Asset protection laws, which were highly criticised by US politicians and courts when used by nationals moving money offshore, is now the law in 19 —nearly 40 per cent--of the states. The rule against perpetuities, for example, runs the gamut from the traditional English rule, through terms of years as 360 or 1,000 years, and into perpetuity. State taxes, income, inheritance, and premium also vary considerably, with the states with lower taxes having an edge just the same as the offshore jurisdictions Nearly all states have modernised their basic trust laws to provide flexibility in the formation, operation, protection, and migration of trust arrangements. New Hampshire is the first state to allow the establishment and domestication of foundations, opening it up to the European and South American- based clientele. Even fraudulent conveyance law is undergoing a long-needed philosophical revision with the establishment of the proposed Uniform Voidable Transfer Act.
The United States is about to leave the competition even further behind. The formerly offshore world of wealth planning services that came physically onshore in the US will be more fully accessible through the cloud.
States are starting to adopt the various uniform laws on using technology such as the Electronic Transactions Act, the Law on Notarial Acts (allowing electronic notarial), the Fiduciary Access to Digital Assets Act, Probate Code Amendments (allowing electronic signatures and records), the Real Property Electronic Recording Act, and the Electronic Wills Act.
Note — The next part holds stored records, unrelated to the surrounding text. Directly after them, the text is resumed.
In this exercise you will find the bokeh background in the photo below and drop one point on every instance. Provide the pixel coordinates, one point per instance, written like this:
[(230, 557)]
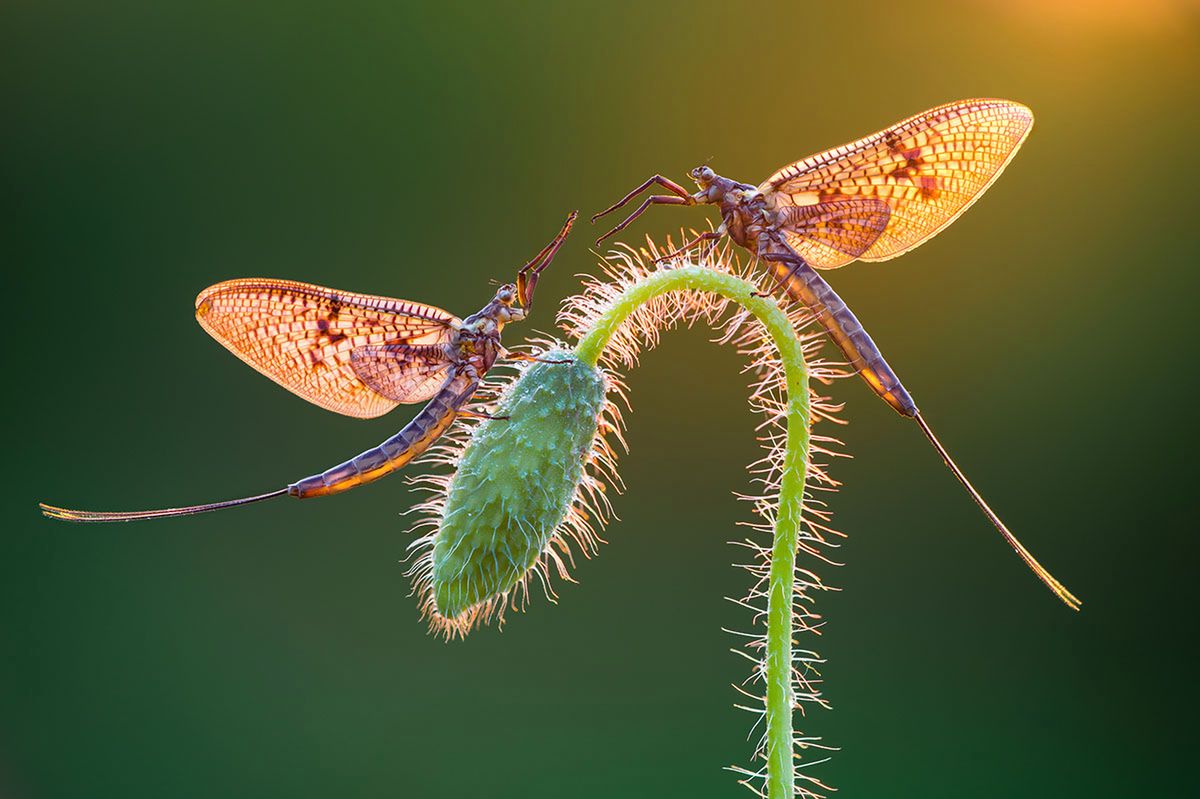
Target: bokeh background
[(153, 149)]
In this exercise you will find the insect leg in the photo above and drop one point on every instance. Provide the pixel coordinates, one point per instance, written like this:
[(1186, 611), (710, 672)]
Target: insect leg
[(477, 414), (653, 199), (527, 278), (712, 235), (665, 182), (533, 359)]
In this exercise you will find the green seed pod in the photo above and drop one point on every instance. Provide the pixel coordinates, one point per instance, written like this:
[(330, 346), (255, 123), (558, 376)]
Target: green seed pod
[(515, 482)]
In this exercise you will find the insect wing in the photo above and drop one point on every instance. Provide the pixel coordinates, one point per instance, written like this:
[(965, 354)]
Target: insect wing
[(401, 372), (837, 232), (303, 336), (928, 169)]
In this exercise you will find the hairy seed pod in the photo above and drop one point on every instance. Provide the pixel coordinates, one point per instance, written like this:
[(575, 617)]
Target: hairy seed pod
[(515, 484)]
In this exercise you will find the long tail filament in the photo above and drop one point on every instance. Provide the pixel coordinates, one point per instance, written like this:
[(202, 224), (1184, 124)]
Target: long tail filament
[(1060, 590), (69, 515)]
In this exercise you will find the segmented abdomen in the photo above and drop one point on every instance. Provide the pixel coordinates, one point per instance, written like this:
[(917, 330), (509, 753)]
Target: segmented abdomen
[(846, 331), (411, 442)]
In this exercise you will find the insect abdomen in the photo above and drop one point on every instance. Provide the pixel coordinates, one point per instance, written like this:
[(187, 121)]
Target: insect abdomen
[(807, 286), (399, 450)]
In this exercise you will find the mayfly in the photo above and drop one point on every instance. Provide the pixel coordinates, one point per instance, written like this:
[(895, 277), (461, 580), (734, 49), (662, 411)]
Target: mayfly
[(871, 199), (358, 355)]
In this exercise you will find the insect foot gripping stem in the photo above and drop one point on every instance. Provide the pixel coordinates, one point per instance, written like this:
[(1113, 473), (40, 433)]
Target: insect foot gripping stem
[(517, 481)]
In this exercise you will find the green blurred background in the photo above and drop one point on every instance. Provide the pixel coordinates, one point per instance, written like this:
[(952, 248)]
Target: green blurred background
[(153, 149)]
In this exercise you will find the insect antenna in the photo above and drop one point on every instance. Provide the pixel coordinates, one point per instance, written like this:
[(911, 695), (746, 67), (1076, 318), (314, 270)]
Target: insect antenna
[(1060, 590), (67, 515)]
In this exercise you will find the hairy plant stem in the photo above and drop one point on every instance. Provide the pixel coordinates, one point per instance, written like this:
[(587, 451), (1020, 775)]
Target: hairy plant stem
[(778, 664)]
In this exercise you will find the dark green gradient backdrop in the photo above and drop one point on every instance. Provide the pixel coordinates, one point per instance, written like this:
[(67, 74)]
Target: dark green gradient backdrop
[(153, 149)]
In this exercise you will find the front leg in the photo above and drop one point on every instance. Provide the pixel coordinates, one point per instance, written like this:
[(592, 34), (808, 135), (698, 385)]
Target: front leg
[(653, 199), (665, 182), (712, 235)]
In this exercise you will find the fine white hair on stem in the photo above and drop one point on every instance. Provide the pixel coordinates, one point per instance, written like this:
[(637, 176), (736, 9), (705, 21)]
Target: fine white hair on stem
[(622, 270)]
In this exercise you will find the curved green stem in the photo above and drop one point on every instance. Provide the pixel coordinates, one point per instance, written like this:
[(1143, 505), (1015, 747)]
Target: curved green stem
[(780, 698)]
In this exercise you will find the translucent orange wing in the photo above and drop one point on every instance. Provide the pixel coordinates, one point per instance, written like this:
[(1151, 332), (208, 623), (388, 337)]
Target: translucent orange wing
[(834, 232), (928, 169), (401, 372), (301, 336)]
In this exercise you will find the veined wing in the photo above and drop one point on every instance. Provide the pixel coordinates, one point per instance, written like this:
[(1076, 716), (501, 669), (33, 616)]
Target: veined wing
[(928, 169), (402, 372), (834, 232), (301, 336)]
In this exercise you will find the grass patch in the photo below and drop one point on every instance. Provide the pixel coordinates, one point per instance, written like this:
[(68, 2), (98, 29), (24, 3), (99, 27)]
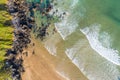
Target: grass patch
[(6, 37)]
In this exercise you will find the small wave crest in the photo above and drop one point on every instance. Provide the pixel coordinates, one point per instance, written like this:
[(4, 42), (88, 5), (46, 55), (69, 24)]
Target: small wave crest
[(92, 34)]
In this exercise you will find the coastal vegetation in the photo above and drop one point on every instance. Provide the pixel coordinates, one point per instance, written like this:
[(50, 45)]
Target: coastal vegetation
[(6, 36)]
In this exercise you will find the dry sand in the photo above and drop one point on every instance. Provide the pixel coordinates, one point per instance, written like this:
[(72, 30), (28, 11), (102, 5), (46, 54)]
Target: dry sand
[(38, 66)]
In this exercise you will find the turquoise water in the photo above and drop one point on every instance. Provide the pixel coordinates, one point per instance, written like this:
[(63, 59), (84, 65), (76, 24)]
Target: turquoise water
[(88, 36)]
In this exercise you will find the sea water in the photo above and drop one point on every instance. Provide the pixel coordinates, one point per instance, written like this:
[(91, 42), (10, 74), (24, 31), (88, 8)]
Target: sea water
[(88, 37)]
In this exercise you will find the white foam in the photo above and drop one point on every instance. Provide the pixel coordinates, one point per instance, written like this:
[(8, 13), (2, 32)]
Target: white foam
[(65, 27), (63, 75), (92, 34)]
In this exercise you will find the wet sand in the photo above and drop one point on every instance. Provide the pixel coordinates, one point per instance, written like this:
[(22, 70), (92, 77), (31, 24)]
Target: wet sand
[(43, 66), (38, 66)]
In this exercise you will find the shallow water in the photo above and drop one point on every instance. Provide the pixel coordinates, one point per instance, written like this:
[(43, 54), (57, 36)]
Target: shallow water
[(88, 36)]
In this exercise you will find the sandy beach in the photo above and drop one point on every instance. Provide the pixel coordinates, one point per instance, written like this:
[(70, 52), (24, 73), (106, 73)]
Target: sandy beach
[(38, 66)]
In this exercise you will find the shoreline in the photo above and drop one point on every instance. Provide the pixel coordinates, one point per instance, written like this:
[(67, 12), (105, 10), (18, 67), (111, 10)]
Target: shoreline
[(39, 65)]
Using video conferencing accelerated because of the isolation policy of Covid-19 and becoming mainstream in professional practice. This is just the beginning of technological innovation in the United States.
In the future, documents will be created, signed, witnessed, notarised, and validated electronically with any necessary persons being virtually present. In the not too distant future, anyone with wealth, whether great or small, anywhere in the world will be able to access via a computer and internet connection the benefits of having a US -based legal structure in the state of their choosing.
Providing advice and counsel on the best situs for the needs of the high net worth client, the globals and mobiles of the world, is the bread and butter (metaphorically speaking) of the professional wealth service provider industry. The traditional European countries including England, and their former colonies are in fierce competition with the United States for the trust business of the wealthy. As it stands now, in this race to be first in the world as the best trust haven jurisdiction, the United States is solidly ahead of its competition.
Denis Kleinfeld
Denis Kleinfeld is highly regarded as a lawyer, teacher and author. His private legal practice, Kleinfeld Legal Advisors, is located in North Miami Beach Florida. He is an Adjunct Professor at the LLM Wealth and Risk Management Program, Texas A & M School of Law. His private practice focuses on strategy planning of domestic and international tax, legal, financial, matters involving the wealth and risk management for private clients and private businesses.
He is co-author of the two-volume treatise, “Practical International Tax Planning,” 4th Ed. published by Practicing Law Institute. He is the contributing author on Foreign Trusts published in “Administration of Trusts in Florida” by The Florida Bar and authored chapters for the American Bar Association’s in “Asset Protection Strategies: Wealth Preservation Planning with Domestic and Offshore Entities Vols. I and II.” He is a contributing author to the “LexisNexis Guide to FATCA”.